Sandeep wrote one of our most popular posts on this topic.  There was a survey that showed some correlation between pre-marital cohabitation and divorce.  Sandeep said its probably just a selection effect.

First, suppose one partner is reluctant to get married and has doubts about the relationship. More information would be helpful to decide whether to stay together or break up. If the couple cohabit, that will give them valuable information.  On the other hand, couples who are more confident about their relationship are more likely to get married straight away.  Hence, more stable couples are less likely to live together before marriage than less stable couples.  Living together per se is not the problem.  The real problem is that a deeper source of instability is correlated with cohabitation.

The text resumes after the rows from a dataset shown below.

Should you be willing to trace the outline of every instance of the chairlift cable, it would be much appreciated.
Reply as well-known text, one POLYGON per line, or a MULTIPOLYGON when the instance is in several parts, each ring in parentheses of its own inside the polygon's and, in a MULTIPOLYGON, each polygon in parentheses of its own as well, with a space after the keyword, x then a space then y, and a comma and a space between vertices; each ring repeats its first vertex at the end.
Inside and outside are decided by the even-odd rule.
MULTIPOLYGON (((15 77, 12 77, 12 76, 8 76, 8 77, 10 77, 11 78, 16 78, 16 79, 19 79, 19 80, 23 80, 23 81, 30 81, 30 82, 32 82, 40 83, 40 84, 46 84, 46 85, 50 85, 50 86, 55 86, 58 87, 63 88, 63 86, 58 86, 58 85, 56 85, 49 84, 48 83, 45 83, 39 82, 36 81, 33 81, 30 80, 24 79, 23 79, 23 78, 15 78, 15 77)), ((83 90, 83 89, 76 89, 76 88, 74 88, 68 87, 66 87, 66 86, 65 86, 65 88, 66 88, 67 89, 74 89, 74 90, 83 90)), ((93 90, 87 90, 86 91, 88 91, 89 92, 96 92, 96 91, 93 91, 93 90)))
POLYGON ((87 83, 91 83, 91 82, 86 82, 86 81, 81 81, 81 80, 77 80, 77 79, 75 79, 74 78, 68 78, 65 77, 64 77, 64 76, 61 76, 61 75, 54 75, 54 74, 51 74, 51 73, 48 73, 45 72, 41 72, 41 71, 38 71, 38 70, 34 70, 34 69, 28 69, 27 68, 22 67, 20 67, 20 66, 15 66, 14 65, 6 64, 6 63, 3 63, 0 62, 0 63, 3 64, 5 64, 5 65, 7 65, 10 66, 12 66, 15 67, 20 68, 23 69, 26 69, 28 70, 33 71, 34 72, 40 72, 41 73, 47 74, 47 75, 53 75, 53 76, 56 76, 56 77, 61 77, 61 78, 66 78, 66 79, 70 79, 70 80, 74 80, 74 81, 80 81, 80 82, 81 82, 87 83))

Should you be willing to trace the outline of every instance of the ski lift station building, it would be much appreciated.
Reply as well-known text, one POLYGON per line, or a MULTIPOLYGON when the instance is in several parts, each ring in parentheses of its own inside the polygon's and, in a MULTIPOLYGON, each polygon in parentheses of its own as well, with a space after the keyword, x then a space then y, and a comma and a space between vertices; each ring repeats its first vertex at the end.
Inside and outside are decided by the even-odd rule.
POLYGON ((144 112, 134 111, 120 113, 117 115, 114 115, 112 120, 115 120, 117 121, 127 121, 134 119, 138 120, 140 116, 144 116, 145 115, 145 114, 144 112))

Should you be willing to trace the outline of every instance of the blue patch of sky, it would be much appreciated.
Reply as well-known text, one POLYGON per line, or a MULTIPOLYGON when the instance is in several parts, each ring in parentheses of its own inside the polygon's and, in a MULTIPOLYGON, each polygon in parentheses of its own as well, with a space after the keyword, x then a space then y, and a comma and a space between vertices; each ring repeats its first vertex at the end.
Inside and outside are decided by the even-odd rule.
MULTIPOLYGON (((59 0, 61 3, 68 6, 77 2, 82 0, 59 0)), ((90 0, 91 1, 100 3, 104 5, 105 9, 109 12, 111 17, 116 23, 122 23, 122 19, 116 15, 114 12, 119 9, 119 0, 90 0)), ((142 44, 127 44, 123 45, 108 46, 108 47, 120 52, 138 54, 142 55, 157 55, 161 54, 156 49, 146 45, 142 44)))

Second – and this theory is implicit in the research – more religious couples are less likely to get divorced and less likely to live together before marriage.  Again, selection explains the data and not cohabiting per se.

Now the Internet is back again with a new theory:  “sliding in.”

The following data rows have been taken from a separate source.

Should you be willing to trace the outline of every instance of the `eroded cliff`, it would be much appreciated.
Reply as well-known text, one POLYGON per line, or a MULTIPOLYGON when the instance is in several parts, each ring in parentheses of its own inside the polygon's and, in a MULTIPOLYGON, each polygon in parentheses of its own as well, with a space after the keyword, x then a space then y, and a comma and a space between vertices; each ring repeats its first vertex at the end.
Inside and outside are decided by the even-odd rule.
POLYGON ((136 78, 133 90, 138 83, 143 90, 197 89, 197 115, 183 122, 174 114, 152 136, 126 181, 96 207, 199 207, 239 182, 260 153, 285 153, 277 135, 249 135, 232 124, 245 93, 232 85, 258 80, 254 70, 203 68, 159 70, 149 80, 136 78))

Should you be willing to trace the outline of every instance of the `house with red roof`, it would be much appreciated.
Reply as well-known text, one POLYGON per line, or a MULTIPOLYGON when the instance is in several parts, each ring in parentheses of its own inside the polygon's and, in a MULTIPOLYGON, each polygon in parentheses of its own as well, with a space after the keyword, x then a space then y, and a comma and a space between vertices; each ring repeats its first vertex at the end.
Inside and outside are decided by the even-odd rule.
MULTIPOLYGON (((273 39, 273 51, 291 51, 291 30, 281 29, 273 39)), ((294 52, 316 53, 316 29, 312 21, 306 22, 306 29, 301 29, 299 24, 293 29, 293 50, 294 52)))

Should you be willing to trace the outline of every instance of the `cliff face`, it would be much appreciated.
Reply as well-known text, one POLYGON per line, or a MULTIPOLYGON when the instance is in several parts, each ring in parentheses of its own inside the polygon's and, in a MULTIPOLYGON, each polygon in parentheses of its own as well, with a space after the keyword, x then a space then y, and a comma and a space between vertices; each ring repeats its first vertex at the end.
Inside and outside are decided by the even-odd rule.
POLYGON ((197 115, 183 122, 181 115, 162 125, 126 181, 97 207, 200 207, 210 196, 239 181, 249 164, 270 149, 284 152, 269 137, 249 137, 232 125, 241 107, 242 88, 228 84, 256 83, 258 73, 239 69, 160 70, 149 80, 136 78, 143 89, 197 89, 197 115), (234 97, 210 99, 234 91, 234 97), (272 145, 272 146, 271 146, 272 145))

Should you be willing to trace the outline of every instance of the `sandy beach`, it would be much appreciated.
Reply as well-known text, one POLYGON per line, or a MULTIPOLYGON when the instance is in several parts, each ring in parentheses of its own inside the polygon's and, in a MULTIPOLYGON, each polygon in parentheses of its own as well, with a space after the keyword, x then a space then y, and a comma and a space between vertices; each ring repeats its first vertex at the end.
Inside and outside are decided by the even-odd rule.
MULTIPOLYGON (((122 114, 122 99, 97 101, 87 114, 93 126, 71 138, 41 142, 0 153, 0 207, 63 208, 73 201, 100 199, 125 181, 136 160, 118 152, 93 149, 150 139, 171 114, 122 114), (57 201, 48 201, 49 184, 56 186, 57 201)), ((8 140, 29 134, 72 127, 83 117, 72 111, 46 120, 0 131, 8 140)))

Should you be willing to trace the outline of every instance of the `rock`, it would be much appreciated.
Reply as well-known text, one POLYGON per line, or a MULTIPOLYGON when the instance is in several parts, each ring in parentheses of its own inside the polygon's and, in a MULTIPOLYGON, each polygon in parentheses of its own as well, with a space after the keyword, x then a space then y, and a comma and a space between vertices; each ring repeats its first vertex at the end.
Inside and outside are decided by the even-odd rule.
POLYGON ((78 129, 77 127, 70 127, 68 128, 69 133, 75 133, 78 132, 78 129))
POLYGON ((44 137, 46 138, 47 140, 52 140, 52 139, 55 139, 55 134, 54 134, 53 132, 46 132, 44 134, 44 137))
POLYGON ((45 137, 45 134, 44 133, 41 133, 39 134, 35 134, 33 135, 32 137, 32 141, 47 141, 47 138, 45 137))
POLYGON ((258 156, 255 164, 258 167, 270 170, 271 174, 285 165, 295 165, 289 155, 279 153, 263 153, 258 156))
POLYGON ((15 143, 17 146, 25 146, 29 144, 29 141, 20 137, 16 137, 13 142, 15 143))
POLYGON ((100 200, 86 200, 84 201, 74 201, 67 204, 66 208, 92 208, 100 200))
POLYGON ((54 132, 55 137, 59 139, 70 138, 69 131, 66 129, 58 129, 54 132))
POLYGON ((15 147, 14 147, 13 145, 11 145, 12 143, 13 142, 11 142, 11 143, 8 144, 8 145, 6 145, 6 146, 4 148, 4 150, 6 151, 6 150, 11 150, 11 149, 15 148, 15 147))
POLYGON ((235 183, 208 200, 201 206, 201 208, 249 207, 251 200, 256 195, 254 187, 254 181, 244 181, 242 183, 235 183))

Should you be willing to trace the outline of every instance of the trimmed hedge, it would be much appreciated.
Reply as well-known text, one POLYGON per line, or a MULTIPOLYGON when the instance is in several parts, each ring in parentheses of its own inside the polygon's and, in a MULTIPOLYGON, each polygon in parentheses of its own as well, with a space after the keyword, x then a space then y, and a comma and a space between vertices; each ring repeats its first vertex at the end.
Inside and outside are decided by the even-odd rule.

She was talking about what researchers call “sliding, not deciding.” Moving from dating to sleeping over to sleeping over a lot to cohabitation can be a gradual slope, one not marked by rings or ceremonies or sometimes even a conversation. Couples bypass talking about why they want to live together and what it will mean.

As in, no-sliding-in before marriage.  Because if you do, you might actually get locked in:

Sliding into cohabitation wouldn’t be a problem if sliding out were as easy. But it isn’t. Too often, young adults enter into what they imagine will be low-cost, low-risk living situations only to find themselves unable to get out months, even years, later. It’s like signing up for a credit card with 0 percent interest. At the end of 12 months when the interest goes up to 23 percent you feel stuck because your balance is too high to pay off. In fact, cohabitation can be exactly like that. In behavioral economics, it’s called consumer lock-in.

Does this make any sense?  Isn’t a couple who goes straight to the sliding in before getting married ultimately just as locked in as a couple who completely abstains from sliding in until they are locked in by the bonds of wedlock?